As if putting Mitch Cascade on the case would solve everything, thought Stamper.
“Mitch, this is the last guy looking to create problems—he’s like the most careful, loyal guy on the team. And he’s brighter than hell. He’s been tracking this data for a while and he felt like he had to look for independent confirmation of what he was seeing.”
“I need to see this data. I need to talk to this guy.”
“Listen, it’s going to be weird for him if you swoop in and start pressing him with all your questions. Can I just give you the data he’s collected and then, if you want to talk with him, we’ll set it up?”
“It sounds like you’re trying to protect him,” Cascade bore in. “Why are you trying to protect him?”
I am trying to protect him, thought Stamper. She pictured Keith under the glare of Cascade’s intense inquisition ... Keith’s cautious answers and refusal to speculate beyond his known data would be a red flag to Cascade, who would think he was hiding something and bear down even harder. Would Cascade fire him on the spot? That was the last thing she needed.
“I’m trying to protect you,” said Stamper. “I don’t want you scaring the hell out of my team before you understand the data. Let me get you all the reports and then we can all sit down and look at it together.”
“Fine, fine, have them in my email ... by noon,” he barked.
“As soon as I can,” replied Stamper.
“Go get ‘em Stamper,” he smiled at her. “It’s still Day One!” And he walked off.
Stamper caught Keith on Slack right away and asked him to send over all the data he could ASAP. He immediately called her.
“Hey, Stamper,” he said carefully, “you know you can access all my reports online right? They’re always open to you. Do you need me to show you which ones?”
“I know how to access them, thanks, but it’s not for me. It’s for ... upstream, so I just want that limited report set you showed me the other day.” She didn’t want him to know it was Cascade, yet.
“Oh shit, I knew this would cause trouble,” said Keith. “I’m sorry.”
“Keith, you did the right thing ... I only wish you’d brought me in earlier. But I’ve got your back on this.”
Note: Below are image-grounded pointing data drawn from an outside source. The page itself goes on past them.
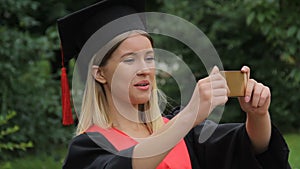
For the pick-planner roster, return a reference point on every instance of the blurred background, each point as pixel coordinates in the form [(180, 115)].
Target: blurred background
[(263, 34)]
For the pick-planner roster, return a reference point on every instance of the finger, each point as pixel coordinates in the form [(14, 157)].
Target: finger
[(220, 92), (249, 90), (220, 83), (215, 70), (220, 100), (246, 69), (256, 96), (264, 96)]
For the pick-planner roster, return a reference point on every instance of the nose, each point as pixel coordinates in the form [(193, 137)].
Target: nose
[(144, 71)]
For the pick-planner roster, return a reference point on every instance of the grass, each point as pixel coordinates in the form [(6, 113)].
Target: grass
[(55, 159), (293, 141)]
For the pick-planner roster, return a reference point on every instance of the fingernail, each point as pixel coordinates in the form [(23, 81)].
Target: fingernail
[(247, 99)]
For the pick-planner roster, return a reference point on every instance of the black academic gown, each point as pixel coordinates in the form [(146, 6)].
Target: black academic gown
[(229, 147)]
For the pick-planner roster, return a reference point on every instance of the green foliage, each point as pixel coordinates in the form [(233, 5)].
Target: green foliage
[(293, 140), (263, 34), (29, 84), (6, 132)]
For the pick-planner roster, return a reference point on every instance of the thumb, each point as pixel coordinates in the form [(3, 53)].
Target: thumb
[(215, 70)]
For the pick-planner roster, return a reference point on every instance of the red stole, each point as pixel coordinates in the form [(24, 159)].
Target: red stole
[(178, 157)]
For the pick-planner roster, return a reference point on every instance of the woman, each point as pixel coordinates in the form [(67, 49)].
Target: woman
[(120, 125)]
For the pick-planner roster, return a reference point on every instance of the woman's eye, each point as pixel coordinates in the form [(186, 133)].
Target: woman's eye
[(150, 58), (128, 60)]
“Do you need me to come explain it? You don’t have to take the heat for me.”
“Right now, I just want that limited report set, PDFs, a nice neat package. It will probably blow over, so just let me deal with it.” Keith had been expecting the request, and he had the reports to her within the hour.
As she forwarded the reports to Cascade—ensuring that Keith wasn’t identified—she wondered just what she was getting herself into.